Estas redes iniciais, que no início tinham elementos comuns e uma hierarquia que não era coincidente com a das estruturas das Forças Armadas ou do Estado, começaram a dispersar-se não se detendo em lealdades anteriores.
É assim que em Setembro de 2007 se verifica a ruptura entre Baciro Dabó e “Nino” Vieira. Se por um lado, Baciro começava a prejudicar as altas figuras do Estado no narcotráfico, não só por exigir para si um quinhão superior ao que era depois atribuído a essas mesmas altas figuras, por outro, a sua excessiva ostentação da riqueza começou a fazer soar os alarmes internacionais para a perigosa disseminação do fenómeno do narcotráfico no país. Com a classificação de Guiné-Bissau como Narco-Estado foi decidido internamente que era necessário uma maior discrição no tratamento destes negócios e o afastamento das figuras de Estado já “queimadas” pela Comunidade Internacional.
Pressionado, Baciro recusou a demissão e ameaçou mesmo “Nino” Vieira com revelações sobre as suas actividades ilícitas. O impasse manteve-se até 2009, “annus horribilis” dos grandes barões da droga guineenses.
As mortes de “Nino” Vieira, Tagme Na Waie e Baciro Dabó poderiam, à primeira vista, fazer crer que a decapitação das redes conduziria ao final do fenómeno do narcotráfico no país. Mas ainda hoje, muitos são os conotados com o narcotráfico que ocupam lugares de destaque na Guiné-Bissau.
Militares, políticos, empresários e um sem número de outros cidadãos comuns que beneficiando dos escassos meios à disposição dos órgãos de justiça locais continuam a desenvolver as suas actividades e as suas operações milionárias, fruto de uma cultura de impunidade que se entranhou na mentalidade do país.

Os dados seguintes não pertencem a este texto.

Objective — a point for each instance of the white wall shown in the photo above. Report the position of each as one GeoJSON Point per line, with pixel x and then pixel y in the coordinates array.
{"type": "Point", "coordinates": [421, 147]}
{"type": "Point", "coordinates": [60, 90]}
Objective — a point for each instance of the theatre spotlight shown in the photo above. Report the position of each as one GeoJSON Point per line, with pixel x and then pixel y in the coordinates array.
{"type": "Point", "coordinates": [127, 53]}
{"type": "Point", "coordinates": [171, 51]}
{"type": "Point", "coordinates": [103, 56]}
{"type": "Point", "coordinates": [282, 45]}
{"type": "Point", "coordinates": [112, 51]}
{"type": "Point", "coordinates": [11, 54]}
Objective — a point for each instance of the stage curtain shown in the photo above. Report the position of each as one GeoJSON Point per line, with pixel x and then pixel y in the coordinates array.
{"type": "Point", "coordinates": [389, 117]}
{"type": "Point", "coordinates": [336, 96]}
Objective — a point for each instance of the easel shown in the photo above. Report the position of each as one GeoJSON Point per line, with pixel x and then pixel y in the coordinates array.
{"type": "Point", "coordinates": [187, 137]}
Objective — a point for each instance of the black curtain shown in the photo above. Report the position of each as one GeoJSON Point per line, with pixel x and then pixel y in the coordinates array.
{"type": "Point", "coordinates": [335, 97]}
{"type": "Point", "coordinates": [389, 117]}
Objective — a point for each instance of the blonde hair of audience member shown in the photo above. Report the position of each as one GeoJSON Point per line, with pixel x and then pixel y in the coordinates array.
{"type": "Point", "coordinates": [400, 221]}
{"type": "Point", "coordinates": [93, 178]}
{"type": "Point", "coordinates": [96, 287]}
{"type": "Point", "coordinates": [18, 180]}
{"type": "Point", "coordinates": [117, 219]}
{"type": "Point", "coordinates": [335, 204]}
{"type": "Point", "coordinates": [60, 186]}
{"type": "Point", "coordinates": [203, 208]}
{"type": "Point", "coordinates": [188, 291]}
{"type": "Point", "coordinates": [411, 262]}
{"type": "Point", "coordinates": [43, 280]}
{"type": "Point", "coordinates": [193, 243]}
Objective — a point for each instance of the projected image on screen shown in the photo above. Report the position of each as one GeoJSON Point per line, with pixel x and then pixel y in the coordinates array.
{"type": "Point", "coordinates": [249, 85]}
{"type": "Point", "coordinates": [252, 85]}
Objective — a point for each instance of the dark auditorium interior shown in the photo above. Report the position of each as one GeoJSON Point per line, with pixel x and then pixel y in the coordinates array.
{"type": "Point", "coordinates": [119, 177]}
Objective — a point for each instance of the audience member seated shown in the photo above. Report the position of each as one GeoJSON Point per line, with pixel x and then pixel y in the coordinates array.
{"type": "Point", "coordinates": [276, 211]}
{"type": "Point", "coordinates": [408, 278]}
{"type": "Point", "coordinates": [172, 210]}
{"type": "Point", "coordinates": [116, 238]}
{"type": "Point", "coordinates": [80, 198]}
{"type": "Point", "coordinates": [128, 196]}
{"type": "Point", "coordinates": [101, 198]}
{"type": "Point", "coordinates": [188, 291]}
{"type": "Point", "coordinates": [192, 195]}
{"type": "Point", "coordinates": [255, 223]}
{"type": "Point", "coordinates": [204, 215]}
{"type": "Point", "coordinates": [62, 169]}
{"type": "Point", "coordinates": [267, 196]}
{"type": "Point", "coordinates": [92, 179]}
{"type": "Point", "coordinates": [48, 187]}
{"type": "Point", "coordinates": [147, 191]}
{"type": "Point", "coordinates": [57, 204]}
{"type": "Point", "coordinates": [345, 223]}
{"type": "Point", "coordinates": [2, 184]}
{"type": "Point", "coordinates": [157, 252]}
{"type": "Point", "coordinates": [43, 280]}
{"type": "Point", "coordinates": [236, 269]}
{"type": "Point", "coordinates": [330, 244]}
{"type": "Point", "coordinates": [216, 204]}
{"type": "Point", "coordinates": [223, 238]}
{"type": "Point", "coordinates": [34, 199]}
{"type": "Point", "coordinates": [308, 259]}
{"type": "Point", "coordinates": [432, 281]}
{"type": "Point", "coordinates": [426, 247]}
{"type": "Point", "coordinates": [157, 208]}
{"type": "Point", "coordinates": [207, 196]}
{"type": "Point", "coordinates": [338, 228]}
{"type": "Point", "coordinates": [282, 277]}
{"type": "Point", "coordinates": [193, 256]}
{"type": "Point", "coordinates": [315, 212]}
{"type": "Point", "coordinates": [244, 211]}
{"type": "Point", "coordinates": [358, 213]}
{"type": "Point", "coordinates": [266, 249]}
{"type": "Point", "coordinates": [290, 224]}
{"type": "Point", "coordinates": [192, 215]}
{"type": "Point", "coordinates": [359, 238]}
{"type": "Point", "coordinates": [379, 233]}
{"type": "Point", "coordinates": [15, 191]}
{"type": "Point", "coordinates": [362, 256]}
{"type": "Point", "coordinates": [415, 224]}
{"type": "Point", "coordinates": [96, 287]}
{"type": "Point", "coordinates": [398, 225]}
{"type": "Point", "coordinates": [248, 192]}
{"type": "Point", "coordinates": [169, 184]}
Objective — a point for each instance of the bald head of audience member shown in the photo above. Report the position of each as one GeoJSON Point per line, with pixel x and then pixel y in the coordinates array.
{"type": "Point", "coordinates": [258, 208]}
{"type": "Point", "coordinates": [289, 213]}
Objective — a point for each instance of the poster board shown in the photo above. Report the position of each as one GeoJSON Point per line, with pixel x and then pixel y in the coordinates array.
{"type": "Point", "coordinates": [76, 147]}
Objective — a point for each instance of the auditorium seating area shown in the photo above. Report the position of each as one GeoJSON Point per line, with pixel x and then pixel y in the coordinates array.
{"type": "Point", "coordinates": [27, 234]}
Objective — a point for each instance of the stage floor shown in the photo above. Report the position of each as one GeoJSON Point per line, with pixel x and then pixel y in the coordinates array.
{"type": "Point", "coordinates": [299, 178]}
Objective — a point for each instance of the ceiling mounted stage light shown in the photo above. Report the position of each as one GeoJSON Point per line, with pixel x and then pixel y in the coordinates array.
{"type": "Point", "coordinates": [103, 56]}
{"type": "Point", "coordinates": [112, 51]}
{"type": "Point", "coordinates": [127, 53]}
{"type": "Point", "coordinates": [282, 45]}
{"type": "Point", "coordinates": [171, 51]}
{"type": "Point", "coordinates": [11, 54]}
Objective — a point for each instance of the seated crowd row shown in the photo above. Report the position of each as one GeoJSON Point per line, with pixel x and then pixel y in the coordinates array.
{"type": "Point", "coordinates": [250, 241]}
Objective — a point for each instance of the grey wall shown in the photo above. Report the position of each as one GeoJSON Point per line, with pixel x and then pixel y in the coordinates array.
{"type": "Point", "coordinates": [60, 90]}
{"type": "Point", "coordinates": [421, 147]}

Exemplo desta situação é o caso de um ex-Director Adjunto da Secreta guineense que, como forma de contrariar a vigilância que as autoridades guineenses estariam a colocar aos locais de aterragem abandonados no interior do país, resolveu, ele próprio, construir uma pista de aterragem para aviões bimotores numa propriedade que possuía no Sul do país. Primeiro as máquinas, depois os voos nocturnos, por fim as caravanas de viaturas a alta velocidade que partiam para Bissau durante as horas mortas da madrugada. Apesar de todos estes indícios, não existem registos de que até hoje este alto responsável do Estado tenha sido questionado pela Justiça Guineense.